The laws on aggravated first degree murder are set forth in RCW 10.95.020. A murder in the first degree charge becomes “aggravated” if the murder is committed with certain factors involved. According to the statute, some of these factors include:
- The victim was a police officer performing his official duties at the time of the killing,
- The victim was a newspaper reporter covering the accused,
- The defendant acted pursuant to a “murder for hire” agreement,
- The defendant acted as part of a gang initiation,
- The killing occurred as part of a drive-by shooting,
- The victim was a judge, juror, witness, or attorney,
- The murder took place in the course of the commission of another serious felony, and
- At the time of the death, the victim had a restraining order against the defendant.

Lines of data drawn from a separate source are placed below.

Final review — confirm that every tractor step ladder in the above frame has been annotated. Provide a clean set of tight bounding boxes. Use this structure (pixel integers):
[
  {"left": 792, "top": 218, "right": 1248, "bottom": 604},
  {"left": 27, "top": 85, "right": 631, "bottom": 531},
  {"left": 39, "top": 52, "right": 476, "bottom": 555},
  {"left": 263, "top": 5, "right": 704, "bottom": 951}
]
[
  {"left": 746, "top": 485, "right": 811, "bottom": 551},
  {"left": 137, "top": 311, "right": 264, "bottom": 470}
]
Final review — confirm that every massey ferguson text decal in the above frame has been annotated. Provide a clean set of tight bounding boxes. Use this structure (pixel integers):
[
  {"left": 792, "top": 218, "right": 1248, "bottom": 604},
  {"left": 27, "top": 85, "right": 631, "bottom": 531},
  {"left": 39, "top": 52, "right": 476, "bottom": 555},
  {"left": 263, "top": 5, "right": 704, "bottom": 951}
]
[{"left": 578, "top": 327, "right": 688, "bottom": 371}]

Aggravated first degree murder is a class A felony. The crime brings a mandatory sentence of life in prison without the possibility of parole.
Are Legal Defenses Available?
A defendant can use certain legal defenses to challenge a murder charge. One is for the accused to show that a killing was excusable. This is known as excusable homicide.
A killing, or homicide, is excusable if:
- A defendant caused the death of a person by accident while doing a lawful act, and
- The defendant acted without a criminal, negligent, or unlawful intent.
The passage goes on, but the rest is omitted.